A Certain Visual Argot

British Modernism

8 June 2018 - 9 June 2019

British Modernism from the Early to Mid-Twentieth Century

The flourishing of modernism in early twentieth century British visual art sought to revitalise painting and sculpture in that country. Numerous art societies, groups and movements arose as a response to the circumstances and challenges of the period. Artists pulled together in order to cut down on exhibiting costs, as well as to publish manifestos on the direction they felt modern art should take. 

The Vorticist group, co-founded in 1914 by the artist Wyndham Lewis, was Britain’s first truly avant-garde artistic movement, drawing influence from the Italian futurists. Another group of artists and intellectuals, the Bloomsbury Group, embodied alternative lifestyles and became famous for this as much as for their art. The Seven & Five Society, a group of artists based in London, was radically disrupted by the 1924 admission of Ben Nicholson, who sought to re-orientate the group towards abstraction. A short-lived group focussing on abstraction and surrealism, Unit One, formed by Paul Nash in 1933, strengthened London’s position as an important centre of British modernism.

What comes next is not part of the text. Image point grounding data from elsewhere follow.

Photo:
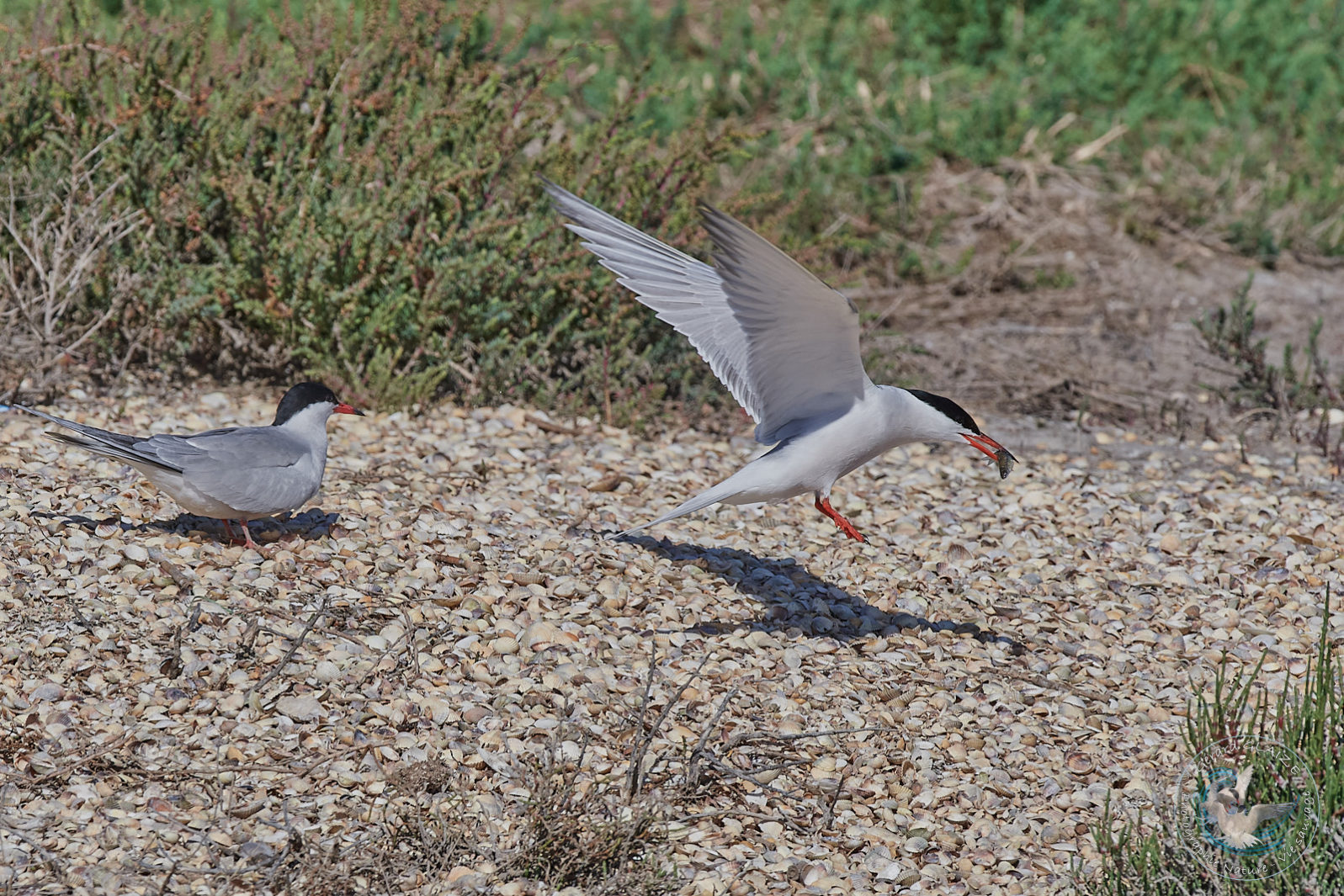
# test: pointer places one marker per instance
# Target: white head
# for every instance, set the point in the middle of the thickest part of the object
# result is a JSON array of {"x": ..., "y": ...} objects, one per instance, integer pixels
[
  {"x": 943, "y": 421},
  {"x": 310, "y": 405}
]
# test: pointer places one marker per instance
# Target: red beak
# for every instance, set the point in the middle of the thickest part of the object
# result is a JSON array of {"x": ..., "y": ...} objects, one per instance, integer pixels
[{"x": 1001, "y": 456}]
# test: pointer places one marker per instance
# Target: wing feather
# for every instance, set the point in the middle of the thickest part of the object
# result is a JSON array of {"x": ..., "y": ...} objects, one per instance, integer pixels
[{"x": 784, "y": 342}]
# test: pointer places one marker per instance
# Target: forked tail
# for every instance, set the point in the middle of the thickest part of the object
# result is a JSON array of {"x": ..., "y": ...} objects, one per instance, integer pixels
[{"x": 700, "y": 501}]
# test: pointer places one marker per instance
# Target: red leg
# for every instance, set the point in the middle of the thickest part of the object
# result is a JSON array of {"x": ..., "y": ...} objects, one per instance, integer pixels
[
  {"x": 824, "y": 506},
  {"x": 247, "y": 542}
]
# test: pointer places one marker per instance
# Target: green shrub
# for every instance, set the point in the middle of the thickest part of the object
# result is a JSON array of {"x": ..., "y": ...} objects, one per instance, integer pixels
[{"x": 357, "y": 200}]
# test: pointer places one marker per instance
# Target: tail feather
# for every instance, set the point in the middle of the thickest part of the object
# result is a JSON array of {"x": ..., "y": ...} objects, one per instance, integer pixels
[
  {"x": 104, "y": 443},
  {"x": 700, "y": 501}
]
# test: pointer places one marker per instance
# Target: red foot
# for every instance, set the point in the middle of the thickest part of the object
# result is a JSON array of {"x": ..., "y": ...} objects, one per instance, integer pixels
[
  {"x": 247, "y": 543},
  {"x": 247, "y": 539},
  {"x": 824, "y": 506}
]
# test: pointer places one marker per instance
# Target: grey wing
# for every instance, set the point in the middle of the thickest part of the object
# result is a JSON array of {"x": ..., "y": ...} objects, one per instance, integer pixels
[
  {"x": 783, "y": 342},
  {"x": 250, "y": 469},
  {"x": 801, "y": 336},
  {"x": 1256, "y": 815},
  {"x": 1244, "y": 781}
]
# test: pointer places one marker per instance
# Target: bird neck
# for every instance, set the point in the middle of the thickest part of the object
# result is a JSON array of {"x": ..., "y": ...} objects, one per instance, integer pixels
[
  {"x": 909, "y": 419},
  {"x": 310, "y": 425}
]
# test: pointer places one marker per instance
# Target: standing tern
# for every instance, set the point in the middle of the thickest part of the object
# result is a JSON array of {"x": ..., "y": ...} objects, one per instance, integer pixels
[
  {"x": 787, "y": 346},
  {"x": 238, "y": 473}
]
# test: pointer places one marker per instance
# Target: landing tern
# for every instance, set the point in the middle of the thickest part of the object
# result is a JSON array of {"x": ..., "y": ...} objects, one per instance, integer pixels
[{"x": 787, "y": 347}]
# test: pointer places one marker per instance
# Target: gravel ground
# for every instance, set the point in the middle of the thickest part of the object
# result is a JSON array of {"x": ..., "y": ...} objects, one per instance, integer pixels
[{"x": 943, "y": 709}]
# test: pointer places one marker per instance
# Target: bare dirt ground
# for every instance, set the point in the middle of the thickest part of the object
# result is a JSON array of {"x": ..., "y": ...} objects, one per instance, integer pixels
[{"x": 1064, "y": 310}]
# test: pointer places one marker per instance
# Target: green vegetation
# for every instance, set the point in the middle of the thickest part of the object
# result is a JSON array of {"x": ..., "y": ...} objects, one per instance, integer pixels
[
  {"x": 351, "y": 195},
  {"x": 353, "y": 200},
  {"x": 1150, "y": 860}
]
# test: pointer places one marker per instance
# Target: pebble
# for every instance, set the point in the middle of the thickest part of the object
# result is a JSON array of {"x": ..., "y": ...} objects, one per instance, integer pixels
[{"x": 957, "y": 696}]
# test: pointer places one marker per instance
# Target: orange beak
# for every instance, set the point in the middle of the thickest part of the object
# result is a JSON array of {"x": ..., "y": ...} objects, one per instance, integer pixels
[{"x": 1001, "y": 456}]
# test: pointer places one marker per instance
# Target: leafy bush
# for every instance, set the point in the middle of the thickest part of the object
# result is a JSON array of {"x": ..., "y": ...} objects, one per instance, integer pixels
[
  {"x": 855, "y": 97},
  {"x": 355, "y": 199}
]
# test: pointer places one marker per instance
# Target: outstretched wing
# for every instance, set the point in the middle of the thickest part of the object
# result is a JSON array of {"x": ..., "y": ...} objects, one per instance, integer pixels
[{"x": 784, "y": 342}]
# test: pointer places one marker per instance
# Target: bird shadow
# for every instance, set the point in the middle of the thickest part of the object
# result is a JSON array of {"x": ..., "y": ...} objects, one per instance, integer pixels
[
  {"x": 310, "y": 526},
  {"x": 784, "y": 586}
]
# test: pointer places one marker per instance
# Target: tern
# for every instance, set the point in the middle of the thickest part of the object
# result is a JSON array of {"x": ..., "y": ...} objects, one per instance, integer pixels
[
  {"x": 1235, "y": 821},
  {"x": 238, "y": 473},
  {"x": 787, "y": 347}
]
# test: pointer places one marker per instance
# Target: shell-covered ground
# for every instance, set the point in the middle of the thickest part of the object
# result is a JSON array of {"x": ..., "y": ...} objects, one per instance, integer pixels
[{"x": 443, "y": 653}]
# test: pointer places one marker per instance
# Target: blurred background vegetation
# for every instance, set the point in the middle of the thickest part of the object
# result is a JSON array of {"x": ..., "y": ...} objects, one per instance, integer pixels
[{"x": 346, "y": 189}]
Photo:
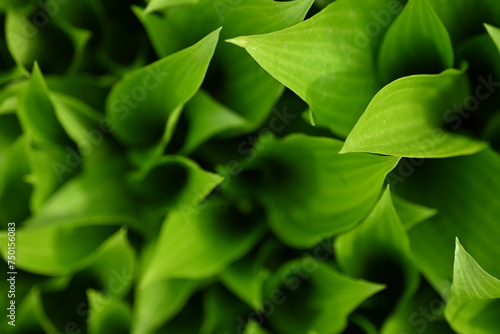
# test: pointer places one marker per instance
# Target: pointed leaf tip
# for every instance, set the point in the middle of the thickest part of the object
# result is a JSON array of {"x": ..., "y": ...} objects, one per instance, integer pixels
[{"x": 239, "y": 41}]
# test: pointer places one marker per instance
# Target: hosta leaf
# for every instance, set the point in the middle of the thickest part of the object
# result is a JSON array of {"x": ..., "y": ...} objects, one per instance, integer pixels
[
  {"x": 494, "y": 33},
  {"x": 378, "y": 250},
  {"x": 466, "y": 18},
  {"x": 198, "y": 243},
  {"x": 222, "y": 312},
  {"x": 247, "y": 88},
  {"x": 55, "y": 47},
  {"x": 415, "y": 35},
  {"x": 158, "y": 302},
  {"x": 80, "y": 202},
  {"x": 207, "y": 118},
  {"x": 15, "y": 192},
  {"x": 465, "y": 193},
  {"x": 309, "y": 190},
  {"x": 171, "y": 181},
  {"x": 245, "y": 278},
  {"x": 382, "y": 232},
  {"x": 475, "y": 296},
  {"x": 154, "y": 5},
  {"x": 334, "y": 75},
  {"x": 139, "y": 106},
  {"x": 108, "y": 314},
  {"x": 411, "y": 213},
  {"x": 114, "y": 265},
  {"x": 254, "y": 328},
  {"x": 37, "y": 115},
  {"x": 404, "y": 119},
  {"x": 318, "y": 297},
  {"x": 424, "y": 311},
  {"x": 56, "y": 250},
  {"x": 80, "y": 121},
  {"x": 45, "y": 177}
]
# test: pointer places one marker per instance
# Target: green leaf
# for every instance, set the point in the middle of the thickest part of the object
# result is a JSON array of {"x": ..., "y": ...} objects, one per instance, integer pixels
[
  {"x": 114, "y": 265},
  {"x": 155, "y": 5},
  {"x": 404, "y": 119},
  {"x": 138, "y": 106},
  {"x": 475, "y": 296},
  {"x": 466, "y": 18},
  {"x": 202, "y": 245},
  {"x": 45, "y": 177},
  {"x": 411, "y": 213},
  {"x": 416, "y": 43},
  {"x": 464, "y": 190},
  {"x": 37, "y": 115},
  {"x": 319, "y": 298},
  {"x": 79, "y": 202},
  {"x": 107, "y": 314},
  {"x": 15, "y": 192},
  {"x": 159, "y": 302},
  {"x": 56, "y": 250},
  {"x": 80, "y": 121},
  {"x": 245, "y": 277},
  {"x": 247, "y": 88},
  {"x": 378, "y": 250},
  {"x": 254, "y": 328},
  {"x": 334, "y": 75},
  {"x": 494, "y": 33},
  {"x": 424, "y": 311},
  {"x": 171, "y": 181},
  {"x": 222, "y": 311},
  {"x": 55, "y": 45},
  {"x": 207, "y": 118},
  {"x": 309, "y": 190},
  {"x": 381, "y": 232}
]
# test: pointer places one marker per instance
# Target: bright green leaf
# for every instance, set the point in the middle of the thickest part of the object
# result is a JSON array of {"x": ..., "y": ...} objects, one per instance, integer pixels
[
  {"x": 475, "y": 296},
  {"x": 310, "y": 191},
  {"x": 404, "y": 119},
  {"x": 416, "y": 34},
  {"x": 318, "y": 299},
  {"x": 139, "y": 105},
  {"x": 107, "y": 314},
  {"x": 334, "y": 75},
  {"x": 199, "y": 243}
]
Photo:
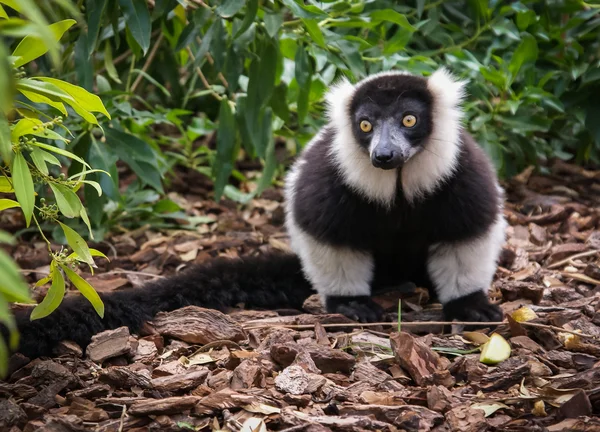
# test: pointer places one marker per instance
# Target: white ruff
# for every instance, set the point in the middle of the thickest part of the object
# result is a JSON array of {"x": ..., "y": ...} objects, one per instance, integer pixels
[
  {"x": 428, "y": 169},
  {"x": 331, "y": 270},
  {"x": 353, "y": 163},
  {"x": 422, "y": 173}
]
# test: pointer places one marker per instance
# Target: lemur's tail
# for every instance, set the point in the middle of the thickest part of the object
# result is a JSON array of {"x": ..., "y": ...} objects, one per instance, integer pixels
[{"x": 264, "y": 282}]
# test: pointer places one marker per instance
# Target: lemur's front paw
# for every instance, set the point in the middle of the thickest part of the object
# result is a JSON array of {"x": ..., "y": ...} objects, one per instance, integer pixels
[
  {"x": 475, "y": 307},
  {"x": 358, "y": 308}
]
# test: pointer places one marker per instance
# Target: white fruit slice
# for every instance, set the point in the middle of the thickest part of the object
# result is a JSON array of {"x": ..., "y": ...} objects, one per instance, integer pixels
[{"x": 495, "y": 350}]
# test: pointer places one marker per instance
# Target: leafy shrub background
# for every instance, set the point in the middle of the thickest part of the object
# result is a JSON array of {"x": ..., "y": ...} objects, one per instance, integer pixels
[{"x": 173, "y": 75}]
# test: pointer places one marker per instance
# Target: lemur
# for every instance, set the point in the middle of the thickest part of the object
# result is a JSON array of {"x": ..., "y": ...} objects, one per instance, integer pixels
[{"x": 391, "y": 189}]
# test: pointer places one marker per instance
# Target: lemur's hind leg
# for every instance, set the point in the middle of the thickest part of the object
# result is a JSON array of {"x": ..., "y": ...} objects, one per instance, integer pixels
[{"x": 462, "y": 273}]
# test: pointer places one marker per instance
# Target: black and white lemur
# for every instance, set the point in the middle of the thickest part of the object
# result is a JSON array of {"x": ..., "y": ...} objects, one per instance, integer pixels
[{"x": 392, "y": 189}]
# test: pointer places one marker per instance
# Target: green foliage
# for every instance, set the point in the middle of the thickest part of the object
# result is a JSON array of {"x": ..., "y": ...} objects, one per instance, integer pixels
[{"x": 147, "y": 86}]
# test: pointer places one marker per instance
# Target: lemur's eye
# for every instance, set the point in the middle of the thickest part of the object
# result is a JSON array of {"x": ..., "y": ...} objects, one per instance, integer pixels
[{"x": 409, "y": 120}]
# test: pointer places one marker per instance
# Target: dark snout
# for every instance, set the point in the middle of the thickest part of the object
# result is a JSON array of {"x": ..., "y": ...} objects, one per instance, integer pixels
[
  {"x": 386, "y": 157},
  {"x": 391, "y": 150}
]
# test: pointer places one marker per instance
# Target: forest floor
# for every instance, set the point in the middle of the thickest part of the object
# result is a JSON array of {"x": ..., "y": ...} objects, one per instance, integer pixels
[{"x": 310, "y": 371}]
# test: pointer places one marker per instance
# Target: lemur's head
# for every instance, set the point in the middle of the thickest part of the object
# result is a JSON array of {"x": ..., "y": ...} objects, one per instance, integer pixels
[
  {"x": 391, "y": 117},
  {"x": 394, "y": 116}
]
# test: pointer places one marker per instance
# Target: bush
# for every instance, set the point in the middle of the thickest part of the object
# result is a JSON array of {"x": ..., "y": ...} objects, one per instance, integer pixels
[{"x": 170, "y": 78}]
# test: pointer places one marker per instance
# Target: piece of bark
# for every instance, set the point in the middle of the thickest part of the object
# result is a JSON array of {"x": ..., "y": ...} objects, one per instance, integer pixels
[
  {"x": 293, "y": 380},
  {"x": 94, "y": 391},
  {"x": 408, "y": 417},
  {"x": 538, "y": 235},
  {"x": 562, "y": 251},
  {"x": 171, "y": 405},
  {"x": 47, "y": 396},
  {"x": 247, "y": 375},
  {"x": 67, "y": 348},
  {"x": 11, "y": 414},
  {"x": 50, "y": 372},
  {"x": 578, "y": 406},
  {"x": 515, "y": 290},
  {"x": 527, "y": 343},
  {"x": 181, "y": 382},
  {"x": 440, "y": 399},
  {"x": 109, "y": 344},
  {"x": 123, "y": 377},
  {"x": 146, "y": 351},
  {"x": 197, "y": 325},
  {"x": 421, "y": 362},
  {"x": 87, "y": 410},
  {"x": 328, "y": 360},
  {"x": 466, "y": 419}
]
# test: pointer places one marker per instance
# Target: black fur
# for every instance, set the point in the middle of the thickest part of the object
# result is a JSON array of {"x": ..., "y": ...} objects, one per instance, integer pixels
[
  {"x": 269, "y": 282},
  {"x": 391, "y": 98},
  {"x": 464, "y": 207}
]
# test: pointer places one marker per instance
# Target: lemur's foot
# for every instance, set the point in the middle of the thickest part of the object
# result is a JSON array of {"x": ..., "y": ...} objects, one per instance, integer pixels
[
  {"x": 475, "y": 307},
  {"x": 359, "y": 308}
]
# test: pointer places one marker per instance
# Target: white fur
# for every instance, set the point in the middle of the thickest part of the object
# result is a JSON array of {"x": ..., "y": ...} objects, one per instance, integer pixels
[
  {"x": 459, "y": 269},
  {"x": 353, "y": 163},
  {"x": 331, "y": 270},
  {"x": 429, "y": 168},
  {"x": 423, "y": 172}
]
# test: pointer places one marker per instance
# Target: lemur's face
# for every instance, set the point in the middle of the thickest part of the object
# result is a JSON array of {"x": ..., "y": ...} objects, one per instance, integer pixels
[{"x": 391, "y": 118}]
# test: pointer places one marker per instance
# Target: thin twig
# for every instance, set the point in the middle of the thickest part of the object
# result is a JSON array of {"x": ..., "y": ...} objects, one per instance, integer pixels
[
  {"x": 419, "y": 323},
  {"x": 569, "y": 259},
  {"x": 202, "y": 77},
  {"x": 212, "y": 62},
  {"x": 148, "y": 62}
]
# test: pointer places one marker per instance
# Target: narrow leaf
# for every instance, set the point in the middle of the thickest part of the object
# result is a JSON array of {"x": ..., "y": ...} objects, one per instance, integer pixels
[
  {"x": 5, "y": 143},
  {"x": 86, "y": 289},
  {"x": 78, "y": 244},
  {"x": 225, "y": 145},
  {"x": 138, "y": 20},
  {"x": 23, "y": 184},
  {"x": 53, "y": 297},
  {"x": 6, "y": 203},
  {"x": 33, "y": 46}
]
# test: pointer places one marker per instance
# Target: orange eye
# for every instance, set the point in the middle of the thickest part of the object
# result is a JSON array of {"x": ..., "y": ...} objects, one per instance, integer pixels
[
  {"x": 366, "y": 126},
  {"x": 409, "y": 120}
]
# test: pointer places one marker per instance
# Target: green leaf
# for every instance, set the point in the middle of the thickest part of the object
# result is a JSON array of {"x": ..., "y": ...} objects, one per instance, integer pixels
[
  {"x": 78, "y": 244},
  {"x": 225, "y": 145},
  {"x": 302, "y": 11},
  {"x": 526, "y": 52},
  {"x": 109, "y": 65},
  {"x": 61, "y": 152},
  {"x": 273, "y": 22},
  {"x": 137, "y": 18},
  {"x": 53, "y": 297},
  {"x": 41, "y": 158},
  {"x": 251, "y": 9},
  {"x": 23, "y": 184},
  {"x": 12, "y": 284},
  {"x": 138, "y": 154},
  {"x": 86, "y": 289},
  {"x": 68, "y": 202},
  {"x": 6, "y": 203},
  {"x": 229, "y": 8},
  {"x": 32, "y": 47},
  {"x": 391, "y": 15},
  {"x": 5, "y": 186},
  {"x": 314, "y": 31},
  {"x": 303, "y": 74},
  {"x": 5, "y": 143},
  {"x": 94, "y": 10},
  {"x": 85, "y": 100}
]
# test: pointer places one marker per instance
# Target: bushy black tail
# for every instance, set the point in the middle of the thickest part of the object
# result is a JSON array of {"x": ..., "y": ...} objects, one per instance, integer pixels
[{"x": 265, "y": 282}]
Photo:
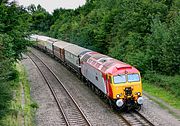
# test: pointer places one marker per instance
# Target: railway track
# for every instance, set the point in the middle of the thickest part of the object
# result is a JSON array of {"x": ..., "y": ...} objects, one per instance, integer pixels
[{"x": 71, "y": 112}]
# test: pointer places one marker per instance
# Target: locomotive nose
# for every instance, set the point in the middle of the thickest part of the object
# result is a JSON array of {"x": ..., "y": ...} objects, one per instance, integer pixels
[
  {"x": 140, "y": 100},
  {"x": 128, "y": 91}
]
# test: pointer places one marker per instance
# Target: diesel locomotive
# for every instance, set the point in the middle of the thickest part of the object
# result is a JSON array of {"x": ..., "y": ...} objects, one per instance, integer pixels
[{"x": 118, "y": 82}]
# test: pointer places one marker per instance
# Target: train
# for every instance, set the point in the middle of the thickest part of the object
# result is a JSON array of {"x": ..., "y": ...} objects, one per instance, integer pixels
[{"x": 119, "y": 83}]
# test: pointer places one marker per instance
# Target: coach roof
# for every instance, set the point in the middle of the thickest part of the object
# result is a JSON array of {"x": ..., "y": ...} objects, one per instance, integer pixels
[
  {"x": 61, "y": 44},
  {"x": 76, "y": 50}
]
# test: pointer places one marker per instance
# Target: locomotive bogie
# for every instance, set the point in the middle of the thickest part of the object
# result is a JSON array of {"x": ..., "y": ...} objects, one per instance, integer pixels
[{"x": 95, "y": 76}]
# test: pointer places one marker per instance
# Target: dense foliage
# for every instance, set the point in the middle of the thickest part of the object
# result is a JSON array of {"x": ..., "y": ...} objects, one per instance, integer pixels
[
  {"x": 13, "y": 30},
  {"x": 143, "y": 33}
]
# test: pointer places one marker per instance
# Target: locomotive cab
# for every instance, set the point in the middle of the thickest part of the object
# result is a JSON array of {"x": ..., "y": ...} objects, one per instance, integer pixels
[{"x": 126, "y": 86}]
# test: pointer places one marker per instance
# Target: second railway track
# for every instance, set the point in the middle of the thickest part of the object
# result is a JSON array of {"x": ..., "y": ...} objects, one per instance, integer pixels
[
  {"x": 70, "y": 110},
  {"x": 68, "y": 107}
]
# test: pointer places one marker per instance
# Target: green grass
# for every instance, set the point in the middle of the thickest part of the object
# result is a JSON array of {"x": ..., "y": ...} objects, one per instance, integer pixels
[
  {"x": 16, "y": 114},
  {"x": 163, "y": 94}
]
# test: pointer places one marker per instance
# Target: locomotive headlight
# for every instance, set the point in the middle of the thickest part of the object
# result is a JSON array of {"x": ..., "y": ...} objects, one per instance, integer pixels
[
  {"x": 139, "y": 93},
  {"x": 118, "y": 95},
  {"x": 119, "y": 102},
  {"x": 140, "y": 100}
]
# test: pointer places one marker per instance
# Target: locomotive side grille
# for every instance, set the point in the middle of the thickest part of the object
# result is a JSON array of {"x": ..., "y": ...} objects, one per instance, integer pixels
[{"x": 128, "y": 91}]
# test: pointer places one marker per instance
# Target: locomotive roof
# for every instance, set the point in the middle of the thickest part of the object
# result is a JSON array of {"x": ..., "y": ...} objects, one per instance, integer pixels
[
  {"x": 75, "y": 49},
  {"x": 61, "y": 44},
  {"x": 110, "y": 65}
]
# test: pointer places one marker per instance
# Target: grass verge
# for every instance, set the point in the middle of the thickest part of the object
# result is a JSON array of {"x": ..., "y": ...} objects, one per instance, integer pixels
[
  {"x": 161, "y": 93},
  {"x": 20, "y": 110}
]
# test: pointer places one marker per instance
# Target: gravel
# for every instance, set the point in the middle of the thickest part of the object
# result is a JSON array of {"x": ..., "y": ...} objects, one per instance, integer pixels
[{"x": 95, "y": 110}]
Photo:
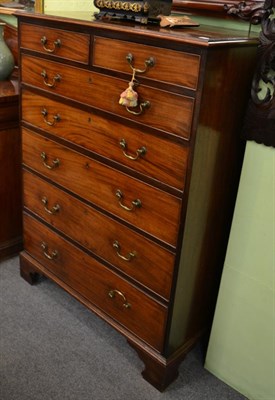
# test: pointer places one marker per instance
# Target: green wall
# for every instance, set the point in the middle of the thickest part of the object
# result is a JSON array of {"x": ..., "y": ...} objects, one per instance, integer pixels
[{"x": 241, "y": 350}]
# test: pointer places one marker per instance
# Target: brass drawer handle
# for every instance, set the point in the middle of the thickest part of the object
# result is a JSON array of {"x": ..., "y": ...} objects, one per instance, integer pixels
[
  {"x": 55, "y": 163},
  {"x": 113, "y": 293},
  {"x": 135, "y": 203},
  {"x": 56, "y": 118},
  {"x": 129, "y": 256},
  {"x": 56, "y": 78},
  {"x": 142, "y": 107},
  {"x": 46, "y": 253},
  {"x": 51, "y": 211},
  {"x": 150, "y": 62},
  {"x": 139, "y": 152},
  {"x": 56, "y": 44}
]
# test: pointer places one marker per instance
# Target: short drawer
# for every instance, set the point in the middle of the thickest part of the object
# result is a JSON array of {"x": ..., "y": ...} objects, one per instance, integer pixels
[
  {"x": 156, "y": 157},
  {"x": 169, "y": 66},
  {"x": 138, "y": 257},
  {"x": 165, "y": 111},
  {"x": 142, "y": 205},
  {"x": 73, "y": 46},
  {"x": 117, "y": 298}
]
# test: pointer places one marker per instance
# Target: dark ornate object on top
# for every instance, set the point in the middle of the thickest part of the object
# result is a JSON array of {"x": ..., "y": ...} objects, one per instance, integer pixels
[
  {"x": 260, "y": 118},
  {"x": 138, "y": 11},
  {"x": 251, "y": 11}
]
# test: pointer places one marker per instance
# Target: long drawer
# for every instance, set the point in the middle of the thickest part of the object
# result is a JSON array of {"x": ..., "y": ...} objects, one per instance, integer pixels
[
  {"x": 138, "y": 257},
  {"x": 166, "y": 111},
  {"x": 132, "y": 308},
  {"x": 142, "y": 205},
  {"x": 163, "y": 65},
  {"x": 151, "y": 155}
]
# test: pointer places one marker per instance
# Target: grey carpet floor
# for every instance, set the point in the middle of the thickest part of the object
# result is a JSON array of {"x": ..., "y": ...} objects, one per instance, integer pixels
[{"x": 53, "y": 348}]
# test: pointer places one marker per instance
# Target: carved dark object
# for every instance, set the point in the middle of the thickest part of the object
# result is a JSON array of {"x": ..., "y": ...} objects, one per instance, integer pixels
[
  {"x": 260, "y": 118},
  {"x": 248, "y": 11},
  {"x": 137, "y": 10}
]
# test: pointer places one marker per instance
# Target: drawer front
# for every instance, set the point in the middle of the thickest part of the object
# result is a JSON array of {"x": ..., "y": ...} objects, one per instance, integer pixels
[
  {"x": 162, "y": 160},
  {"x": 170, "y": 66},
  {"x": 168, "y": 112},
  {"x": 149, "y": 209},
  {"x": 138, "y": 257},
  {"x": 113, "y": 295},
  {"x": 65, "y": 44}
]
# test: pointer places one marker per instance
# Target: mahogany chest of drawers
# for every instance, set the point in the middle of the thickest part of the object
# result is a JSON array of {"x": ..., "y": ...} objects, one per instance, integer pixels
[{"x": 128, "y": 207}]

Other British groups extant from the first half of the twentieth century included: The Rebel Art Centre, The Omega Workshops and the Penwith Society of Arts. The works in A Certain Visual Argot bring together artists that were members of these aforementioned artistic movements. There was much cross-pollination between them, with individuals being members of numerous groups at different points in time. There were also differences in group ideology within and between themselves, varying opinions on what a modern British art should look like, and personal and professional relationships were formed and dissipated.  Significantly, Frances Hodgkins was a member of the Seven & Five Society and briefly Unit One, as her work became increasingly modern from the late 1920s onwards.